Scientific classification
- Kingdom: Animalia
- Phylum: Arthropoda
- Clade: Pancrustacea
- Class: Insecta
- Order: Odonata
- Infraorder: Anisoptera
- Family: Libellulidae
- Genus: Orthetrum
- Species: O. stemmale
- Binomial name: Orthetrum stemmale (Burmeister, 1839)

= Orthetrum stemmale =

- Genus: Orthetrum
- Species: stemmale
- Authority: (Burmeister, 1839)
- Conservation status: LC

Species of dragonfly

Orthetrum stemmale is a species of dragonfly in the family Libellulidae.
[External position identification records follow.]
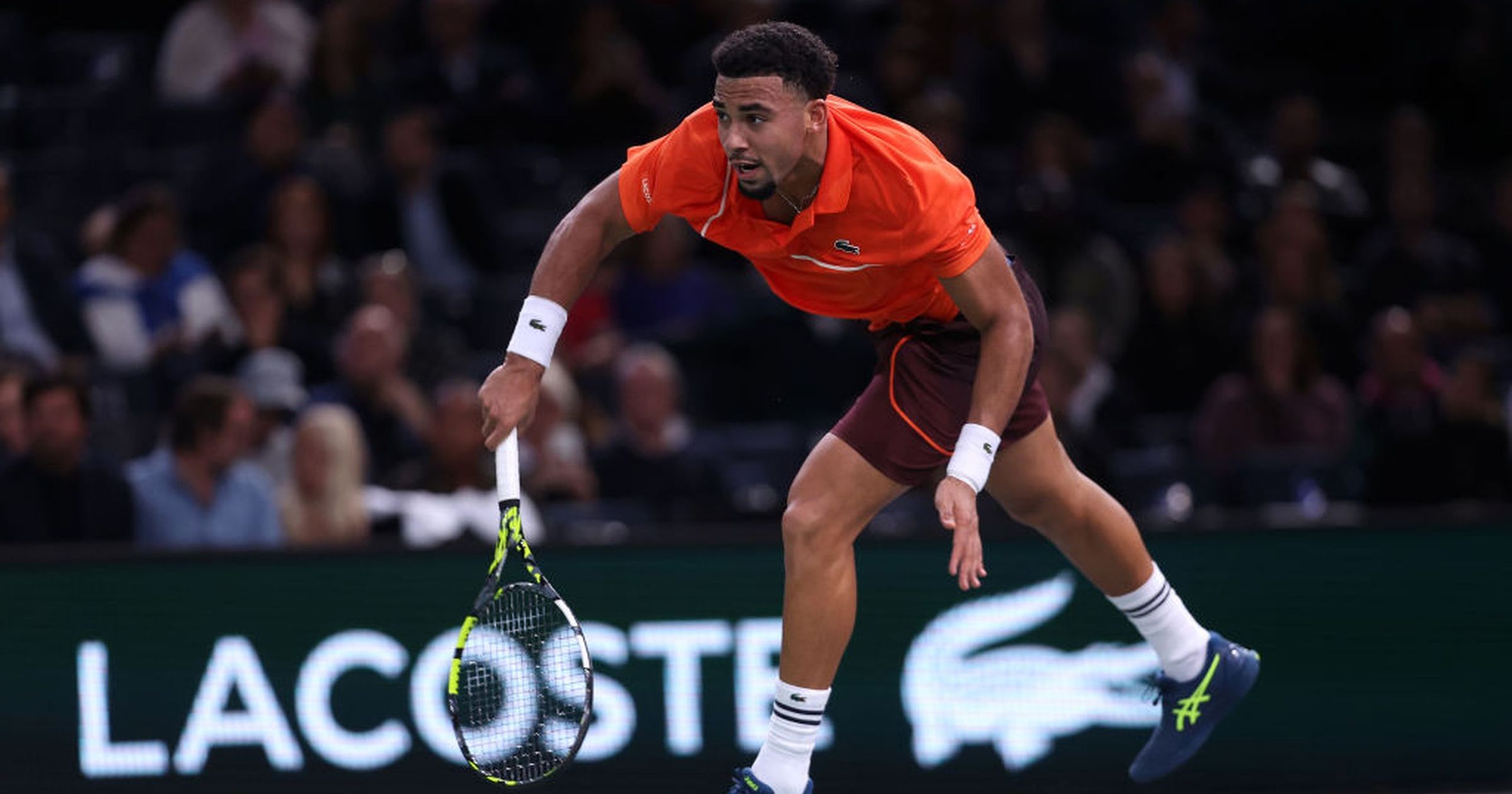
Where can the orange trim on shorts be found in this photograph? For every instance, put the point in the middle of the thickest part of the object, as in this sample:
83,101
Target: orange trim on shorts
893,367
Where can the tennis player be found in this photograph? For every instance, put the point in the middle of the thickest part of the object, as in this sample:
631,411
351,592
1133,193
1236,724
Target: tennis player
850,214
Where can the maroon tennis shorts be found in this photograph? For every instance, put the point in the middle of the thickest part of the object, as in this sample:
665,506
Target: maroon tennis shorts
911,413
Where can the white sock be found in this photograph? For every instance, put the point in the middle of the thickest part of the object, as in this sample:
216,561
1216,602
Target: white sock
784,760
1160,616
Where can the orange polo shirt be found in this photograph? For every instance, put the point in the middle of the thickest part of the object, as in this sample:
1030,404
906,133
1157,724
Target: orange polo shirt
891,217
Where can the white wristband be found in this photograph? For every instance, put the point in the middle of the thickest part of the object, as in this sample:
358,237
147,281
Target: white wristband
537,330
973,457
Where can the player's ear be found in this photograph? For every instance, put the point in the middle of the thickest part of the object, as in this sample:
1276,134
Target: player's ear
817,115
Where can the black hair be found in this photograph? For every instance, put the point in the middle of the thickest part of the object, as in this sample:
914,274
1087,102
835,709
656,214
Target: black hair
779,49
57,382
202,410
141,203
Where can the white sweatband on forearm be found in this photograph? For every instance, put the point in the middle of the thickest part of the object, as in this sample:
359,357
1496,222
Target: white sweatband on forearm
537,330
973,457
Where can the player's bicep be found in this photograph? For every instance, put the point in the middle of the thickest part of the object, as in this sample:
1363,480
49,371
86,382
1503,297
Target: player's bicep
605,205
988,291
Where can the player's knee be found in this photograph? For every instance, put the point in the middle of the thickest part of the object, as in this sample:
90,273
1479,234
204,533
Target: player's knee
1048,507
805,524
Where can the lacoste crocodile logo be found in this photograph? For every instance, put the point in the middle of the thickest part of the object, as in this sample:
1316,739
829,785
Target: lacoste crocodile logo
962,686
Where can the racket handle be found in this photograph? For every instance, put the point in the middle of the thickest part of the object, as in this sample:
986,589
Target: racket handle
507,468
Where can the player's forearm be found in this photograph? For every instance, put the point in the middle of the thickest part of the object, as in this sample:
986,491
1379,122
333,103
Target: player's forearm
581,241
1007,342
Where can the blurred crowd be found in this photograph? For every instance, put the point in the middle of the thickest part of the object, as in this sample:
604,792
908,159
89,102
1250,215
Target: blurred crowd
256,259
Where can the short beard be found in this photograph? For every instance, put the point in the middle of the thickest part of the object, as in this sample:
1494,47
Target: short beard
761,193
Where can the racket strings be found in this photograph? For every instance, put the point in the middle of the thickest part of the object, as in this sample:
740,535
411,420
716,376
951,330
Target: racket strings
524,690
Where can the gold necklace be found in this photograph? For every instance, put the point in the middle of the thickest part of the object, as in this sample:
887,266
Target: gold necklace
794,205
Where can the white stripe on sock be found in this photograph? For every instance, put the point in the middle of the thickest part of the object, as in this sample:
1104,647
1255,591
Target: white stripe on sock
1162,618
784,760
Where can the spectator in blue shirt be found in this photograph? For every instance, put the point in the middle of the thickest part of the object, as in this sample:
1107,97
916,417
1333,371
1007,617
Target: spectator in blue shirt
198,492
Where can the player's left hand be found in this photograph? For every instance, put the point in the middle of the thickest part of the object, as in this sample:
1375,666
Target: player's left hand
958,505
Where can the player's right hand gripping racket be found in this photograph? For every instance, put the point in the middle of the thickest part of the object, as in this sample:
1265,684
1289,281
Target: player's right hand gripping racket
520,689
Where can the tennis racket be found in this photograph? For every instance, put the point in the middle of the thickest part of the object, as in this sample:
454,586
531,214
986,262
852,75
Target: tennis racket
520,687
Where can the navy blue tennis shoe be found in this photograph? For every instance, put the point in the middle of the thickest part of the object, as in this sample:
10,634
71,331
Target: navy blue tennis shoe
1189,710
746,783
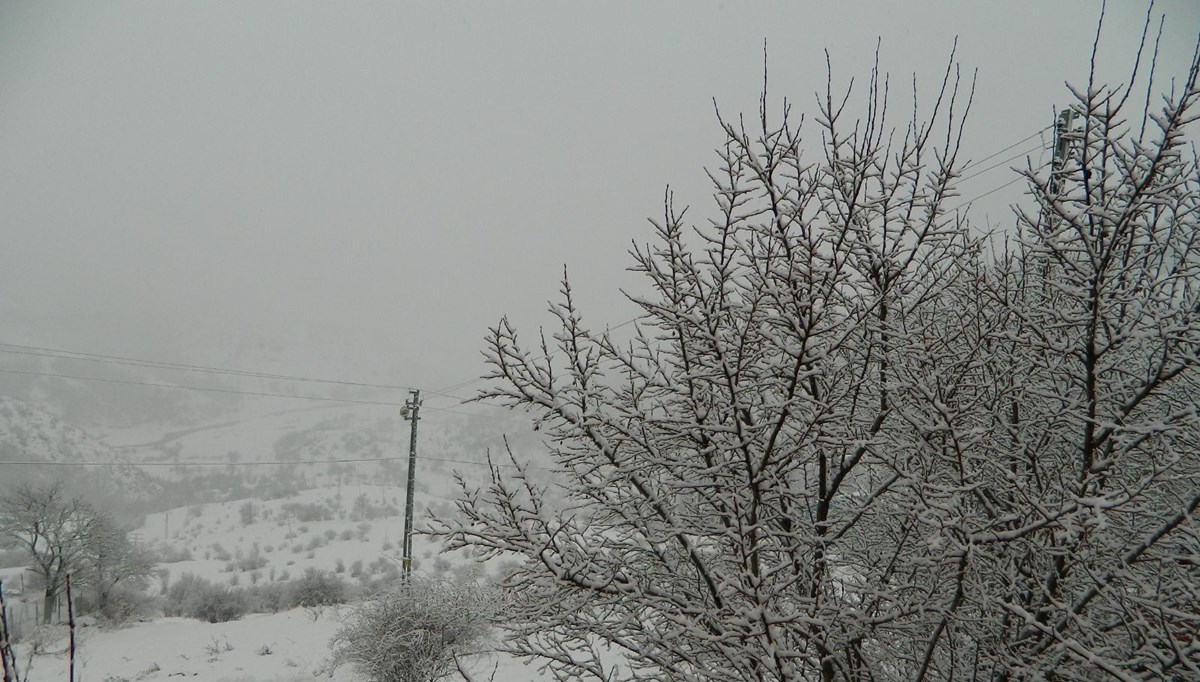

It is found in Angola, Benin, Botswana, Cameroon, Central African Republic, the Republic of the Congo, the Democratic Republic of the Congo, Ivory Coast, Equatorial Guinea, Gambia, Ghana, Guinea, Kenya, Liberia, Malawi, Mali, Mozambique, Namibia, Nigeria, São Tomé and Príncipe, Sierra Leone, Sudan, Tanzania, Togo, Uganda, Zambia, Zimbabwe, and possibly Burundi. Its natural habitats are subtropical or tropical moist lowland forests, subtropical or tropical dry shrubland, subtropical or tropical moist shrubland, intermittent rivers, shrub-dominated wetlands, swamps, intermittent freshwater lakes, freshwater marshes, and intermittent freshwater marshes.